María Esperanza Jiménez tenía una importante inmobiliaria en el centro del Puerto de Santa María (Cádiz)

«Recibió un disparo en la garganta y no se dio cuenta»

María Esperanza Jiménez Ruiz realizaba un tour por una favela junto a su hermano y su cuñada cuando ocurrió la tragedia

MADRIDActualizado:

Una turista española murió el lunes al recibir disparos de la policía durante un recorrido turístico por Rocinha, una de las favelas más peligrosas de Río. .

María Esperanza Jiménez circulaba junto a su hermano, su cuñada y otros turistas en un vehículo Fiat la mañana del lunes cuando «rompieron el bloqueo policial» situado en el Largo do Boiadeiro, una zona de la favela Rocinha, de acuerdo con un comunicado de la Policía Militar (PM).

Según cuentan fuentes conocedoras del caso, el suceso ocurrió cuando terminaron el recorrido por la favela y quedaron en un punto determinado de encuentro para subir al coche que los llevaría de vuelta y que fue donde la gaditana recibió un disparo. «Se subieron al coche y escucharon una explosión. Ella recibió un disparo en la garganta y no se dio cuenta». María Esperanza falleció en el hospital.

A esta familia andaluza de vacaciones en Brasil le dijeron que el recorrido por las favelas era seguro.

Los disparos se produjeron, de acuerdo a la versión dada por la Policía, después de que el coche en el que viajaba la gaditana se saltara un control. Los agentes, sin saber quién estaba en su interior, respondieron abriendo fuego. Poco antes se lo ocurrido, la Policía se había enfrentado con miembros de un grupo criminal en la misma zona y varios agentes resultaron heridos.

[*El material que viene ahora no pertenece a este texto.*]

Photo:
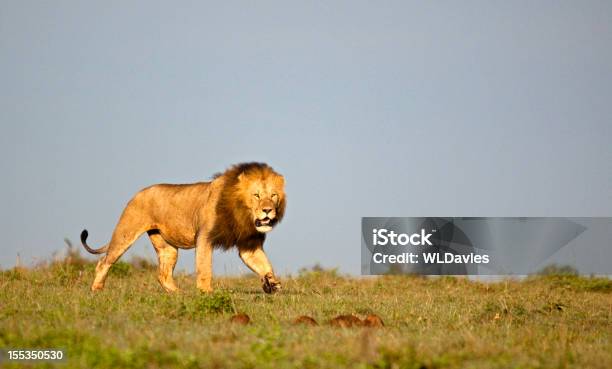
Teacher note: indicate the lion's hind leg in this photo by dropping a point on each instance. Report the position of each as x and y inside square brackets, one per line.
[167, 256]
[123, 237]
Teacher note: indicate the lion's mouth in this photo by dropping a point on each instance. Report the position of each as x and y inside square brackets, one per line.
[263, 222]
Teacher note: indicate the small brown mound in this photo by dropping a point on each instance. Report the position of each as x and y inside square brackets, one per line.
[306, 320]
[242, 319]
[346, 321]
[373, 320]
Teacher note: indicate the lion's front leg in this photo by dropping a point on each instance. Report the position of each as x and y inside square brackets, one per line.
[204, 250]
[258, 262]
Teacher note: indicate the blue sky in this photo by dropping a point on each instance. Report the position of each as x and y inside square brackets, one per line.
[473, 108]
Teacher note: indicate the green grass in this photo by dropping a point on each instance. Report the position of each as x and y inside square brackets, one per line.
[548, 321]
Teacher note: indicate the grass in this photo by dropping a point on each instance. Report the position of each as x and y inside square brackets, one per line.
[548, 321]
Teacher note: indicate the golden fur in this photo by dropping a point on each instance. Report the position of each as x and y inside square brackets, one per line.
[236, 208]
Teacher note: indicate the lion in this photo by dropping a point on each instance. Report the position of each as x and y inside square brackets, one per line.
[235, 209]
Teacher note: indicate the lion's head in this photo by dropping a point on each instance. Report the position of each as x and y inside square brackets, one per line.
[263, 191]
[252, 202]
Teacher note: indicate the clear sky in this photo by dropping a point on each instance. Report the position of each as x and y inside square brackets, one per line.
[430, 108]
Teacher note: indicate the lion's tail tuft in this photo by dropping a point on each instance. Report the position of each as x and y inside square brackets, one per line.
[84, 235]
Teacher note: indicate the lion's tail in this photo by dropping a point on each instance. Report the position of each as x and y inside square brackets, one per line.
[84, 235]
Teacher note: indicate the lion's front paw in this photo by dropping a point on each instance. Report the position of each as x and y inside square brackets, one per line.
[271, 284]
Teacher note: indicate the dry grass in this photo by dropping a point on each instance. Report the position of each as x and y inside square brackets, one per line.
[543, 322]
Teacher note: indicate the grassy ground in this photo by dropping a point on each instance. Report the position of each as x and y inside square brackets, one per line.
[543, 322]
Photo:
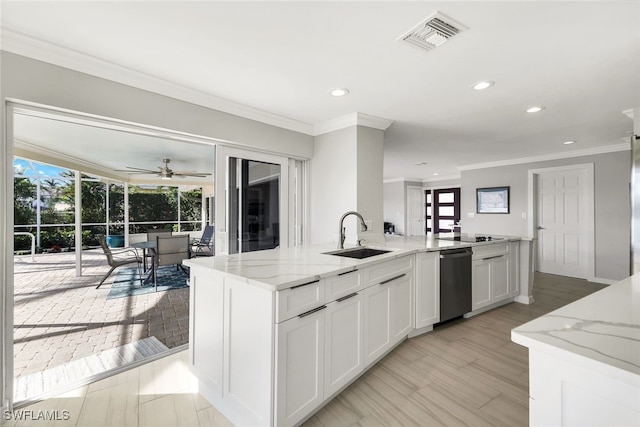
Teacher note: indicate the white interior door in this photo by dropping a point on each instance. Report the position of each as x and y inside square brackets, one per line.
[564, 214]
[415, 211]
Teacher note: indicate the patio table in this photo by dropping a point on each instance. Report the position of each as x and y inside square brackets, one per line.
[150, 245]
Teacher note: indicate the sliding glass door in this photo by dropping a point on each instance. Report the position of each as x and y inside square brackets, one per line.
[255, 209]
[254, 205]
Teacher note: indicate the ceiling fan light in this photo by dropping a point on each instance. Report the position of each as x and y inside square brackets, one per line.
[482, 85]
[535, 109]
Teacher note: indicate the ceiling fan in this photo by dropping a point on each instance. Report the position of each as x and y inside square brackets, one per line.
[164, 172]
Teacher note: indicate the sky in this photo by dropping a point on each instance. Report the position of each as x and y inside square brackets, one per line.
[33, 169]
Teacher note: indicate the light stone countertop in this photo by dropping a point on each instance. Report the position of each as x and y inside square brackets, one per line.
[600, 332]
[278, 269]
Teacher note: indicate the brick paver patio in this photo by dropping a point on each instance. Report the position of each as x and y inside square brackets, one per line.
[59, 317]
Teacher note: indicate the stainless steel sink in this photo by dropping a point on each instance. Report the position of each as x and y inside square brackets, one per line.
[358, 253]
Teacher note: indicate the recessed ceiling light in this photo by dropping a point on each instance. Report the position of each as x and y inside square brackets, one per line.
[481, 85]
[339, 92]
[535, 109]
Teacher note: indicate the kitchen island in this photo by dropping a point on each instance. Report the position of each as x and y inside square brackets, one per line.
[584, 360]
[276, 334]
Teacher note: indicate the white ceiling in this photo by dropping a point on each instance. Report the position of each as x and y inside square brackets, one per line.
[581, 60]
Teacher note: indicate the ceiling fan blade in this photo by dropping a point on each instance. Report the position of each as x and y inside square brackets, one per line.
[132, 169]
[192, 174]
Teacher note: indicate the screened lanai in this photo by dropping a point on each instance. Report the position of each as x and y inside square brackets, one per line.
[74, 180]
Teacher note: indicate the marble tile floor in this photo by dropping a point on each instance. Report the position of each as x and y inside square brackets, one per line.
[466, 372]
[60, 318]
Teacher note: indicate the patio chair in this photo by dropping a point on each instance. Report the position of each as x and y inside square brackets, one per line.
[119, 258]
[204, 245]
[170, 250]
[151, 237]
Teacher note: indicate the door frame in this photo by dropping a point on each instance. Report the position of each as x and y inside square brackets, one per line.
[423, 216]
[6, 258]
[588, 257]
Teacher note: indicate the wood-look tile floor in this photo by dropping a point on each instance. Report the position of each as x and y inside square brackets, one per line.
[465, 372]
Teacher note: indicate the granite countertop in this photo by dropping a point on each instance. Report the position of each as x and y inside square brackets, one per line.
[278, 269]
[603, 327]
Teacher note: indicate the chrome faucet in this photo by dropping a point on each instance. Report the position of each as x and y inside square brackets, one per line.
[341, 230]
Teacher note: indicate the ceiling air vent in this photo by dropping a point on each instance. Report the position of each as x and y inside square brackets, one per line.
[432, 32]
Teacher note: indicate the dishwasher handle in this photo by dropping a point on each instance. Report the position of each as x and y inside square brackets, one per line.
[452, 254]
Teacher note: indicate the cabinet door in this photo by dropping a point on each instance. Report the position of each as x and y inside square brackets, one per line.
[300, 367]
[427, 288]
[377, 327]
[500, 278]
[344, 356]
[206, 300]
[401, 307]
[481, 283]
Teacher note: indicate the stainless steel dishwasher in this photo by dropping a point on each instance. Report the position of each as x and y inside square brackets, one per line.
[455, 283]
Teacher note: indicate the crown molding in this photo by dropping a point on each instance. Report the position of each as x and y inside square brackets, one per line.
[628, 113]
[555, 156]
[24, 45]
[442, 178]
[349, 120]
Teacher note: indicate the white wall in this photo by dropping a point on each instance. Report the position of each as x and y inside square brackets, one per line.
[346, 175]
[395, 205]
[369, 167]
[612, 206]
[333, 183]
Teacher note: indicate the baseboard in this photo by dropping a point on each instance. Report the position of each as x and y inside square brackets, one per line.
[416, 332]
[602, 281]
[523, 299]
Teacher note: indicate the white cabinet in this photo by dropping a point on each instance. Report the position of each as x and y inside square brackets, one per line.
[401, 307]
[377, 329]
[500, 277]
[514, 263]
[300, 366]
[481, 283]
[388, 312]
[274, 357]
[206, 340]
[427, 300]
[344, 356]
[491, 275]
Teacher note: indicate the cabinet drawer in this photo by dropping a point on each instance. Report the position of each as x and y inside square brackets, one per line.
[386, 270]
[487, 251]
[299, 299]
[342, 284]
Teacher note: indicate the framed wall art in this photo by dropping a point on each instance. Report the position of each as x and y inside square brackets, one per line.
[492, 200]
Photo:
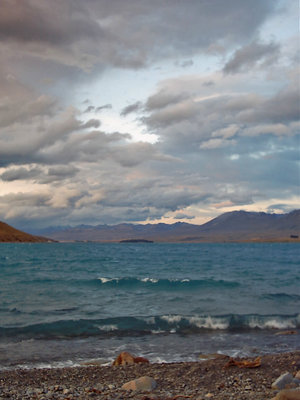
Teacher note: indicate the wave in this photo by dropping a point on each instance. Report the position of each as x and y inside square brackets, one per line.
[281, 297]
[185, 283]
[162, 324]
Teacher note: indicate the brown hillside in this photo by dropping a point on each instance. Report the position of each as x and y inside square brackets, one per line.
[10, 234]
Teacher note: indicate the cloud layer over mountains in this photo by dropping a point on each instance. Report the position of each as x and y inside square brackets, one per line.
[115, 111]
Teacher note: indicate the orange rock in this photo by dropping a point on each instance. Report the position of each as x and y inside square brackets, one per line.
[145, 383]
[244, 363]
[125, 358]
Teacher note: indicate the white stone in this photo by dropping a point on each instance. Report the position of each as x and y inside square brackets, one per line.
[145, 383]
[282, 381]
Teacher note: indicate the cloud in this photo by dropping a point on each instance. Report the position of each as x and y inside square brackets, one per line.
[104, 107]
[21, 173]
[251, 55]
[89, 33]
[225, 126]
[131, 108]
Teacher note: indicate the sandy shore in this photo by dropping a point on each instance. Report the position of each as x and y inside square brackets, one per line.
[190, 380]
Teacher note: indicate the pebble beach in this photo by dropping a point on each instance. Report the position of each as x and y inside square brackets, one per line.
[188, 380]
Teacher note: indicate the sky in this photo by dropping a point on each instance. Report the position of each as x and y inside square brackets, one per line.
[143, 111]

Vivir experiencias «al filo del peligro» se ha convertido en una nueva forma de viajar. Ya no se trata de la decisión personal de turistas aventureros, sino que son las propias agencias las que proponen paquetes a zonas pobres, inseguras e incluso, radiactivas.

El objetivo, en muchos casos, no es convertir estos lugares en escaparates y, mucho menos, exponer a los turistas. El problema es que estas iniciativas a veces van en contra de los consejos de los propios Estados, y esto sucede en el caso de España, que hace constantes recomendaciones a través de la página web del Ministerio de Asuntos Exteriores en la que se aconseja a los ciudadanos evitar determinadas zonas, por ejemplo, las favelas.

En Brasil, la empresa «Favela Experience» ofrece, precisamente, una experiencia en las favelas de Río de Janeiro. Su director, Adam Newman explica a ABC que el objetivo de los recorridos por favelas como Rocinha (donde murió la turista), Santa Marta, Morro de Babilonia o Complejo de Alemão no es venderlas como si fueran un producto de escaparate sino que buscan «eliminar prejuicios y crear más empatía entre los turistas y las personas de la comunidad».

Incluso, si se solicita, también se puede acceder a un «Airbnb» en las favelas. Pero además, cuentan con un albergue en Vidigal en el que funciona una ONG que trabaja para los locales. Allí, los turistas pueden dormir en una habitación compartida unos 9 euros y medio la noche o un cuarto individual con cama matrimonial y vistas panorámicas por unos 37 euros.

«Los visitantes siempre nos preguntan por la inseguridad, pero les decimos que jamás tuvimos problemas. En las favelas las reglas son diferentes, es peor robar dentro que fuera. Los turistas son guiados por personas que viven y se criaron allí», explica Newman.